In comments released as leading figures attend the World Economic Forum in the Swiss resort of Davos this week, Dr Rowan Williams said there is "little or nothing" to suggest rising gross domestic product (GDP) eases poverty levels.
He was arguing that an increase in the value of goods and services an economy produces does not necessarily create benefits for the poorest in society.
Writing the foreword to a report by Christian Aid, of which he is a chair, Dr Rowan said: "We have stopped asking what wealth is for.
"Lacking a coherent picture of what a good human life looks like, we have filled the gap with quantified measures that tell us little or nothing about how far flesh-and-blood human beings are flourishing in all aspects of their experience.
"For Christians, in particular, this is a serious failure: we are in danger of not thinking about what is involved in our belief that we are made in God's image, made for creative engagement in the lives of others that will build them up as they build us up.
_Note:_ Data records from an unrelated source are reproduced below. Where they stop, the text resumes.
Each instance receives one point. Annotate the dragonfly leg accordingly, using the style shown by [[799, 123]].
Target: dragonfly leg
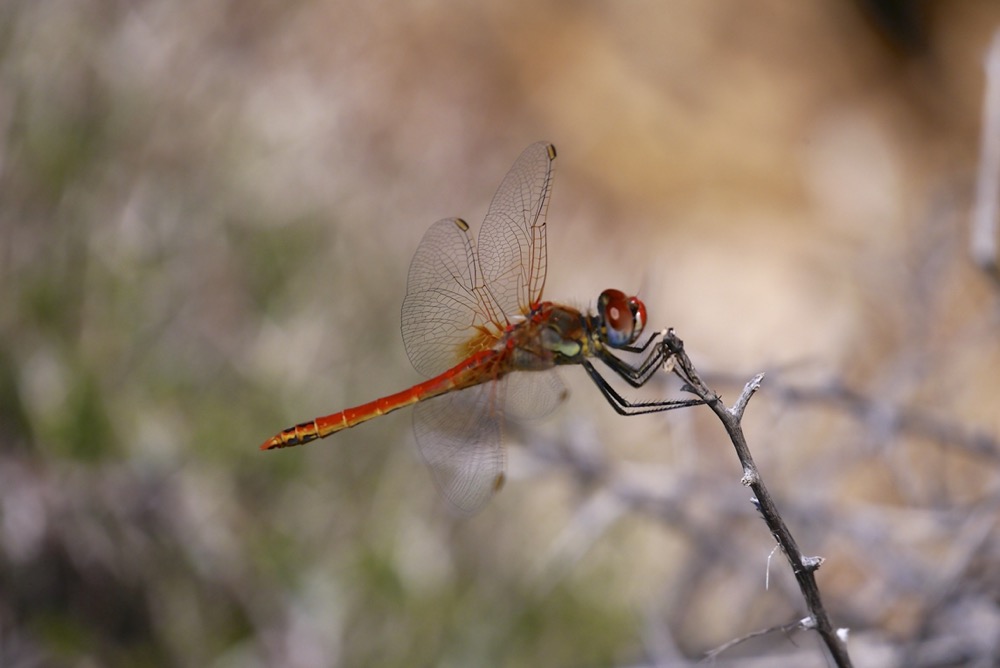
[[625, 407], [639, 374]]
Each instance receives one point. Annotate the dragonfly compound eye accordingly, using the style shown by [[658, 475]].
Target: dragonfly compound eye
[[623, 317]]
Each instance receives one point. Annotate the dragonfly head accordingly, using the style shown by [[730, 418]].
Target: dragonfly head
[[622, 317]]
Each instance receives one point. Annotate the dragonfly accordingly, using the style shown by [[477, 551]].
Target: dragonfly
[[475, 323]]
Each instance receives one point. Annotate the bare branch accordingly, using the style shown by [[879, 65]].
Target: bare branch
[[803, 567]]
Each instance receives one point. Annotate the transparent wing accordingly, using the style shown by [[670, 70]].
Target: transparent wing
[[533, 394], [512, 239], [444, 302], [458, 435]]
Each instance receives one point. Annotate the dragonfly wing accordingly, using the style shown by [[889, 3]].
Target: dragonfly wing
[[458, 435], [443, 305], [512, 239], [533, 394]]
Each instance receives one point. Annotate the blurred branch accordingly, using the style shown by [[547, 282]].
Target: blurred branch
[[803, 567], [985, 216], [909, 421]]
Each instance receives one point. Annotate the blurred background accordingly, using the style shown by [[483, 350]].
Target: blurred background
[[207, 212]]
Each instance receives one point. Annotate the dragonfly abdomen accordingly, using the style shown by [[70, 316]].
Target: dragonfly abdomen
[[470, 372]]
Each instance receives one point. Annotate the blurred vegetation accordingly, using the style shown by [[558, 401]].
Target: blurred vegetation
[[206, 216]]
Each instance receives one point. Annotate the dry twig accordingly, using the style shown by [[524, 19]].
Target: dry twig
[[803, 567]]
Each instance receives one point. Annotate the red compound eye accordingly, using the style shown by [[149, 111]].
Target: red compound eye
[[623, 317]]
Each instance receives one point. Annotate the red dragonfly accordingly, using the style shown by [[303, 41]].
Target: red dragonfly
[[474, 320]]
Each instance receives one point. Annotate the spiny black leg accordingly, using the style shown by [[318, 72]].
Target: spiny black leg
[[625, 407]]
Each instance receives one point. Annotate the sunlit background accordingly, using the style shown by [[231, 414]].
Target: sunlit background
[[207, 212]]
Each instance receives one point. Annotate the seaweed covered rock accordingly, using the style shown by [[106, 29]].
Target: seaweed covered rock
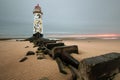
[[30, 53]]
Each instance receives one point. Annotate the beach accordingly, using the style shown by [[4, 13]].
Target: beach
[[12, 51]]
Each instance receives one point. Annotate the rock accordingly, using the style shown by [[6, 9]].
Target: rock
[[30, 53], [26, 46], [44, 78], [23, 59], [103, 67], [41, 56]]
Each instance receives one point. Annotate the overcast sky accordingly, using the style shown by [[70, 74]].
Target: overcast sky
[[63, 16]]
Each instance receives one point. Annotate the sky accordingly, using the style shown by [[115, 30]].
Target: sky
[[61, 16]]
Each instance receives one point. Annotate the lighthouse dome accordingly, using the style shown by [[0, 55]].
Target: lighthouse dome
[[37, 9]]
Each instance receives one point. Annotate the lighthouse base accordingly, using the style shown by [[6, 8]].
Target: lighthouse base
[[38, 35]]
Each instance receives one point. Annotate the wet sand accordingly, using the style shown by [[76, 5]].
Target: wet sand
[[11, 51]]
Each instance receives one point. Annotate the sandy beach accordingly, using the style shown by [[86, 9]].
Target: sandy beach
[[11, 51]]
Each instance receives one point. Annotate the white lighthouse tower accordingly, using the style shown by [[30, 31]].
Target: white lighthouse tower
[[37, 24]]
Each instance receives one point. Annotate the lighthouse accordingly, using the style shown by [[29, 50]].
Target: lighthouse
[[37, 24]]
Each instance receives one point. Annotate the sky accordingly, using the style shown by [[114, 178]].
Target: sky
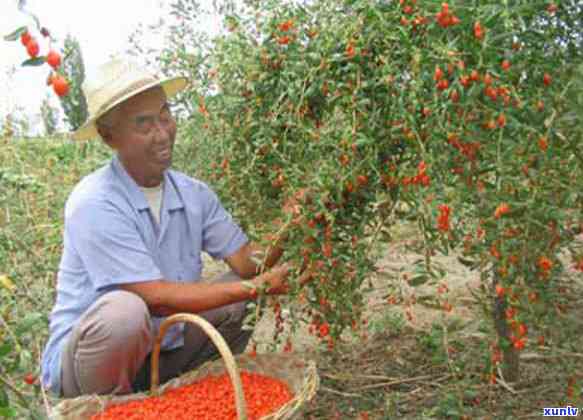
[[101, 27]]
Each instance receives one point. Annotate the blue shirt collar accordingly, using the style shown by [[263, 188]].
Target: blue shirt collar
[[170, 201]]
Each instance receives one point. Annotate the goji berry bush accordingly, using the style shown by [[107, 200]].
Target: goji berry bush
[[455, 111]]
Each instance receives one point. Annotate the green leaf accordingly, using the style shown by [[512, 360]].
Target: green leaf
[[16, 34], [419, 280], [7, 412], [5, 349], [38, 61]]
Wealth is instrumental to this, never an end in itself."
Christian Aid's new report warns the world's elite that "obessing about GDP is not the answer to solving poverty", and it also encourages unhealthy debt levels and consumerism in wealthier countries.
An advisor for the charity, Sue Richardson told Premier: "Simply generating more money - either within an economy or even, in many cases, raising the level of income for people - does not actually address poverty in all of its complexities.
"We discovered that despite incomes growing in Ghana for instance, the northern part of the country is poorer than it was when we began working their."